Natürlich konnte ich das nicht, aber war ich wirklich in der Lage das Richtige zu tun? Konnte ich mich wirklich überwinden? In all den Jahren hatte ich nie wirklich in Betracht gezogen, das irgendetwas von dem was ich sah real war. Und jetzt wo ich es tat, wollte ich meine Spinnerein gleich einem Polizisten offenbaren? Wirklich klug erschien mir das nicht gerade. Frustriert begann ich an meinen Nägeln zu kauen. Zu meinem eigenen Entsetzten, musste ich feststellen, dass ich diese Entscheidung nicht mitten in der Nacht treffen konnte. Also machte ich alle Lichter wieder aus und kroch zurück unter die Decke. Schneller als erwartet, fielen mir die Augen zu. Mein Schlaf führte mich zu einem Traum und dieser geradewegs zu Amanda Clark. Das waren nicht unbedingt die erholsamen Stunden, auf die ich gehofft hatte.

Am Morgen wachte ich in einer schlechteren Gemütsverfassung auf, als je zuvor. Vollkommen neben der Spur, ging ich duschen, aß etwas und schaffte es ohne Zwischenfall zur Bushaltestelle. Das Bild hielt ich in den Händen. Ich war mir noch immer nicht sicher, aber desto länger ich darüber nachdachte, umso mieser fühlte ich mich. Übelkeit stieg erneut in mir auf und meine Hände zitterten. Ich wollte nicht dass mich noch jemand so ansah wie meine Eltern es taten und die Menschen, denen ich bereits einmal zu viel mein Vertrauen geschenkt hatte, aber ich konnte sie nicht zurück lassen. Ich kannte Amanda nicht und würde sie höchstwahrscheinlich auch nie kennenlernen, doch das änderte nichts an meinem Gefühl, dass wenn ich ihr nicht half, keiner schnell genug sein würde um es an meiner statt zu tun.

Ich stieg in den Bus ein und achtete zum ersten Mal seit Langem auf die Haltestellen. Heute drückte ich auch früher auf Stopp und stieg wieder aus. Unruhig, als würde mich jemand verfolgen, schaute ich mich um. Aber niemand sah mich auch nur an. Die wenigen Menschen, die bereits auf den Beinen waren, gingen alle müde ihres Weges und kümmerten sich, wie gewöhnlich, nur um sich selbst.

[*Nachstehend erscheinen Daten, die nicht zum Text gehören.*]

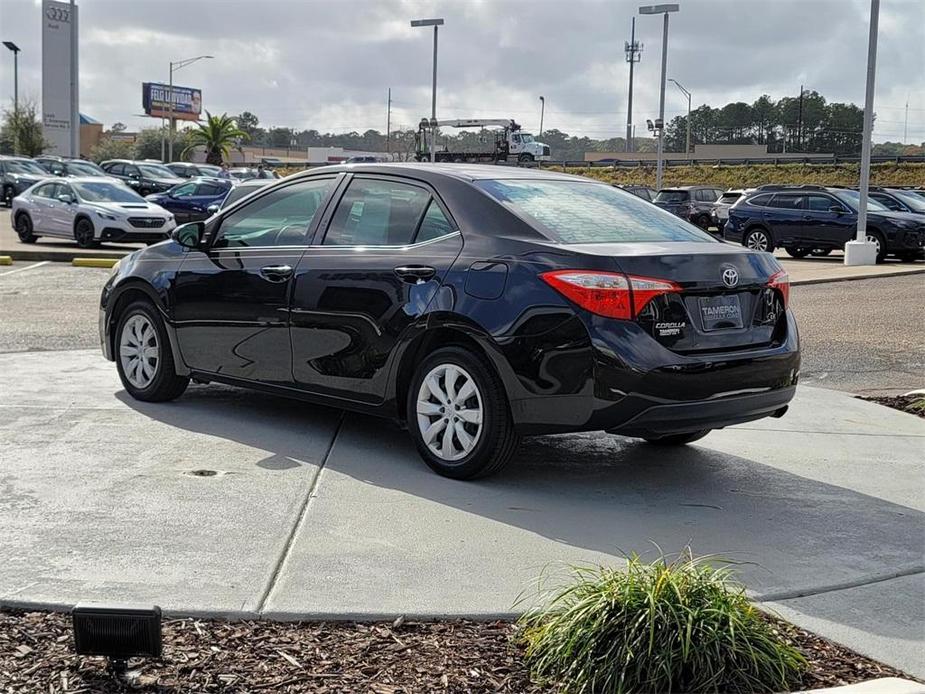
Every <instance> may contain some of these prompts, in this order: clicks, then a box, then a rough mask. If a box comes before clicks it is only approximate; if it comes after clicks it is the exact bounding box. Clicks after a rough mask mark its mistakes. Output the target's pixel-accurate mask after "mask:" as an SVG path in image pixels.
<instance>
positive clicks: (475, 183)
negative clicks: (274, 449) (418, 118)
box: [100, 164, 800, 479]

'Was für eine egoistische Welt', dachte ich bloß. Dann hefteten sich meine Augen auf das Gebäude, vor dem ich stand. „Sei kein Feigling, sei kein Feigling", flüsterte ich mir selbst zu.

Langsam stieg ich die Treppen rauf zum Eingang. Als ich die Tür öffnen wollte, wurde sie bereits von Innen aufgehalten. Ein Cop sah mich etwas verwundert an, hielt mir aber dennoch die Tür auf und verschwand dann nach Draußen. Vermutlich hatte ihn meine leicht grüne Gesichtsfarbe, welche ich mit Sicherheit zur Schau trug, etwas irritiert.

Unsicher trat ich in die Eingangshalle und hielt nach jemandem Ausschau, der mir weiterhelfen konnte. Es liefen mehr als genug Leute durch die Gegend, trotzdem wartete ich, bis ich jemanden entdeckte, der mir sympathisch erschien. Schließlich ging ich auf einen älteren Mann zu, der vermutlich bald in Rente gehen würde und mich freundlich anlächelte, sobald er mich entdeckte.

„Entschuldigen Sie bitte. Können Sie mir sagen, wer den Fall von Amanda Clark bearbeitet?"

Ich konnte selbst hören, wie unsicher meine Stimme klang und versuchte wenigstens so auszusehen, als würde ich das wirklich wissen wollen. Aber dem Gesichtsausdruck des guten Polizisten nach zu urteilen, scheiterte ich auch in diesem Punkt ganz kolossal.

Er nickte trotzdem leicht und nannte mir einen Namen, zusammen mit einer Wegbeschreibung. Ich bedankte mich für die Hilfe und machte mich dann auf den Weg. Beim Büro angekommen, stand ich noch eine Weile davor und haderte mit mir selbst, bevor ich endlich anklopfte.